Sir Fred has become something of a focus for the public ire, a figure to vilify who is an exemplar of all that was wrong with the banking industry – it has earned him the unenviable soubriquet of ‘the world’s worst banker’. His purchase of ABN-Amro has been viewed as a reckless business decision, one that left RBS overexposed to the market crash; it was always a high-risk strategy, but it was not reckless. The rewards were potentially high, and had the collapse in the sub-prime market not destroyed confidence in the sector, triggering the crash and freeze on the credit markets, I suspect he would still be viewed as one of the best. After all, he pulled it off beautifully when RBS bought over Natwest. This was not necessarily the wrong purchase, but it was the wrong time.
His aggressive strategy left the company exposed at a critical moment and he must live with the shame of that legacy. He built RBS into a juggernaut, a banking colossus, only to over-extend his reach – but remember the profits the group made under his leadership. That is where he earned his pension. Yes, the salaries of the top brass were ‘obscene’, but so too was the amount of money their companies were making.
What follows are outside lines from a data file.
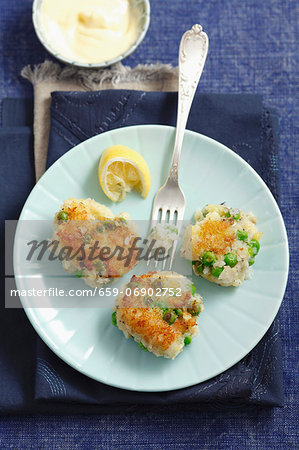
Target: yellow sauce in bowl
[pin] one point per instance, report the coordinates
(89, 31)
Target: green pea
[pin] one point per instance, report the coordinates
(198, 266)
(255, 245)
(62, 215)
(169, 316)
(216, 271)
(242, 235)
(179, 312)
(142, 347)
(187, 340)
(208, 258)
(113, 319)
(230, 259)
(195, 308)
(193, 290)
(78, 273)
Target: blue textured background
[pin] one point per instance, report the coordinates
(253, 49)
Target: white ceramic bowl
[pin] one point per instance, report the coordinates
(144, 7)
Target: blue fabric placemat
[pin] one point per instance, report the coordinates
(239, 121)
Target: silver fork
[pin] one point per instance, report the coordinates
(169, 203)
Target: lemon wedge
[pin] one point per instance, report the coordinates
(122, 169)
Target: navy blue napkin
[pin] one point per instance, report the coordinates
(238, 121)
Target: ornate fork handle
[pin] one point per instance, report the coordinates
(192, 56)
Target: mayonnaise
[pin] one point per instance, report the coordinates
(89, 31)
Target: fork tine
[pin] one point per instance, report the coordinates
(172, 254)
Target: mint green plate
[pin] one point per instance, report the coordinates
(234, 320)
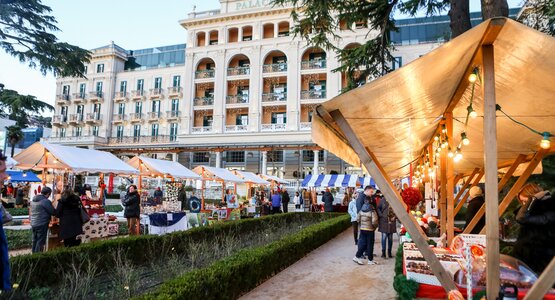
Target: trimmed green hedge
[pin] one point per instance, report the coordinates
(140, 250)
(235, 275)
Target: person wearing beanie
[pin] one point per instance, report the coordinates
(474, 205)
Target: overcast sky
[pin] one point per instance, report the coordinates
(131, 24)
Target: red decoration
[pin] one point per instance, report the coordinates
(411, 196)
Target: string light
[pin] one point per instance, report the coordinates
(465, 139)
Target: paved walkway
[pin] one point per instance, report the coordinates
(330, 273)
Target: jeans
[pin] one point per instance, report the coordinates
(355, 231)
(389, 238)
(366, 242)
(40, 233)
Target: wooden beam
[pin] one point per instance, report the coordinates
(450, 181)
(543, 284)
(382, 180)
(490, 168)
(513, 192)
(475, 182)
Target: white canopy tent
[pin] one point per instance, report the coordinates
(42, 155)
(157, 167)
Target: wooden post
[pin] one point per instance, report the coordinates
(475, 182)
(543, 284)
(386, 186)
(450, 182)
(490, 166)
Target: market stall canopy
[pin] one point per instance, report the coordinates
(250, 177)
(21, 176)
(217, 174)
(397, 115)
(272, 178)
(44, 155)
(330, 180)
(158, 167)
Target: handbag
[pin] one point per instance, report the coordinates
(6, 216)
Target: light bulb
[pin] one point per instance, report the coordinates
(465, 139)
(545, 142)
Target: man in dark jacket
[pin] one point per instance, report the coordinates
(328, 201)
(367, 194)
(132, 212)
(285, 200)
(474, 205)
(41, 212)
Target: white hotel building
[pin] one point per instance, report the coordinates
(239, 95)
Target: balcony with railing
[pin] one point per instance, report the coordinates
(154, 116)
(313, 94)
(238, 71)
(156, 93)
(136, 118)
(274, 68)
(201, 130)
(237, 99)
(306, 126)
(203, 101)
(95, 97)
(313, 64)
(79, 98)
(236, 128)
(138, 95)
(175, 91)
(173, 115)
(203, 74)
(273, 127)
(274, 97)
(59, 120)
(93, 118)
(62, 99)
(118, 118)
(76, 119)
(121, 97)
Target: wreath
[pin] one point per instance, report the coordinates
(411, 196)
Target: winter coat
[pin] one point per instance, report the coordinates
(535, 244)
(328, 202)
(69, 212)
(352, 210)
(367, 219)
(474, 206)
(132, 205)
(41, 211)
(387, 219)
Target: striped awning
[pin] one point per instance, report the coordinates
(335, 180)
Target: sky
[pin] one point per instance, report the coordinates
(131, 24)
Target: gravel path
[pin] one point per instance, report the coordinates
(329, 273)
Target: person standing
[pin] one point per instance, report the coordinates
(367, 219)
(69, 212)
(474, 205)
(132, 212)
(328, 201)
(5, 284)
(285, 200)
(353, 212)
(535, 244)
(276, 202)
(41, 212)
(387, 226)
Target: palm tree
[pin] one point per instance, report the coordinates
(14, 135)
(20, 107)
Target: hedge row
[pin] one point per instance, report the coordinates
(235, 275)
(140, 250)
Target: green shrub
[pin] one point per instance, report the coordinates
(235, 275)
(141, 250)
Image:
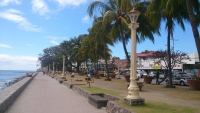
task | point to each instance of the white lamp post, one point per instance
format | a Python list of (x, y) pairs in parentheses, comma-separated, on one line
[(133, 97), (118, 76), (63, 73), (53, 67)]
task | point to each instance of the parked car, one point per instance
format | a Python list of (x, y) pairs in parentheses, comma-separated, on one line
[(180, 79), (141, 73), (153, 74), (127, 72)]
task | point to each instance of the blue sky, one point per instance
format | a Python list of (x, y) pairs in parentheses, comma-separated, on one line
[(29, 26)]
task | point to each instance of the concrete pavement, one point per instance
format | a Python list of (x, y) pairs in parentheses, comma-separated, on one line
[(46, 95)]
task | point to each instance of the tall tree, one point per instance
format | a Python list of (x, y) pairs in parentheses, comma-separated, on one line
[(167, 10), (116, 14), (193, 6), (102, 33)]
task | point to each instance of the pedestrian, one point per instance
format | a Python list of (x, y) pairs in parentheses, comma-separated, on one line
[(157, 77)]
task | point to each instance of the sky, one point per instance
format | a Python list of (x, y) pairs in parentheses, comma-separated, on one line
[(29, 26)]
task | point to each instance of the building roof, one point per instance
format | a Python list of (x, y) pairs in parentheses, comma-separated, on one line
[(144, 54)]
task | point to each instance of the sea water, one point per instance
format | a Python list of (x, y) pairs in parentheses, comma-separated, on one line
[(7, 76)]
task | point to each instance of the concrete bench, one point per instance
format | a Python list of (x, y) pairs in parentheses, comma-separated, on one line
[(97, 101)]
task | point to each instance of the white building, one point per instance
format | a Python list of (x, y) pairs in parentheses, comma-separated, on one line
[(146, 61)]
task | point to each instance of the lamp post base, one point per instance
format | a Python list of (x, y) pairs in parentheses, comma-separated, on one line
[(134, 101)]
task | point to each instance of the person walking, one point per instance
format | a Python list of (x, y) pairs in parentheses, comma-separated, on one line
[(157, 77)]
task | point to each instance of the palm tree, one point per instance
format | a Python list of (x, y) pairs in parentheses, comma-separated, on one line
[(167, 11), (194, 5), (101, 33), (116, 14)]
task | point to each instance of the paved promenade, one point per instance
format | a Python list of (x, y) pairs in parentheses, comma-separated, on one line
[(46, 95)]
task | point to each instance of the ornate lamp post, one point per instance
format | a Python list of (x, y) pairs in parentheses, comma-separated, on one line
[(63, 73), (53, 67), (133, 97)]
Quite aside from the fact that pensions are deferred payment (therefore we must consider his entire career, not simply his error in judgement towards the end), it is wrong for the Government to demand that he surrenders his pension. Legally, it would set a dangerous precedent were they to attempt to force him to. It would be remarkably short-sighted of them to do so, and if Sir Fred must forgo his due, should not also the Government ministers who oversaw this fiasco? The leaders of the FSA who failed to regulate? Where would it stop?
RBS is still a private limited company. The Government is a major shareholder, but it has not been fully nationalised. He is contractually entitled to it, and we now know from Sir Fred’s response that the Government had agreed to this award when it was confirmed in November last year. Their response is a political one, and it reflects poorly on them – the worst kind of Daily Mail politics. Brown, Darling & Co are merely attempting to cover their backsides and hide their incompetence.
Gordon has a damned cheek to talk about pensions, given his raid on the national pension and destruction of the Final Salary pension in the public sector. Glass bloody houses indeed, to accuse Sir Fred now.
Now, I think it would be fair to say that the contract is not a good one. It has allowed for a man who built and destroyed a bank, who presided over a policy of high-risk investments and ultimately failed his shareholders to be rewarded with a very generous pension. It is still a contract, as Tim Worstall puts it so concisely:
“Pensions are deferred compensation. This is part of the contract that he signed all those years ago.
It may not have been a very good contract, it might be that we or you or even they wish it had not been signed in the form it was, but it is indeed a contract.
And tearing up contracts, abandoning the rule of law, is really not an action or activity that is going to help us in the future.”
Someone posted a comment to Iain Dale’s blog entry yesterday containing an exchange between Sir Thomas More and William Roper, an exchange that encapsulates this affair. It explains precisely why the Government should tread carefully here:
“William Roper: So, now you give the Devil the benefit of law!
Sir Thomas More: Yes! What would you do? Cut a great road through the law to get after the Devil?
William Roper: Yes, I'd cut down every law in England to do that!
Sir Thomas More: Oh? And when the last law was down, and the Devil turned 'round on you, where would you hide, Roper, the laws all being flat? This country is planted thick with laws, from coast to coast, Man's laws, not God's! And if you cut them down, and you're just the man to do it, do you really think you could stand upright in the winds that would blow then? Yes, I'd give the Devil benefit of law, for my own safety's sake!”
I think that says it all, don’t you?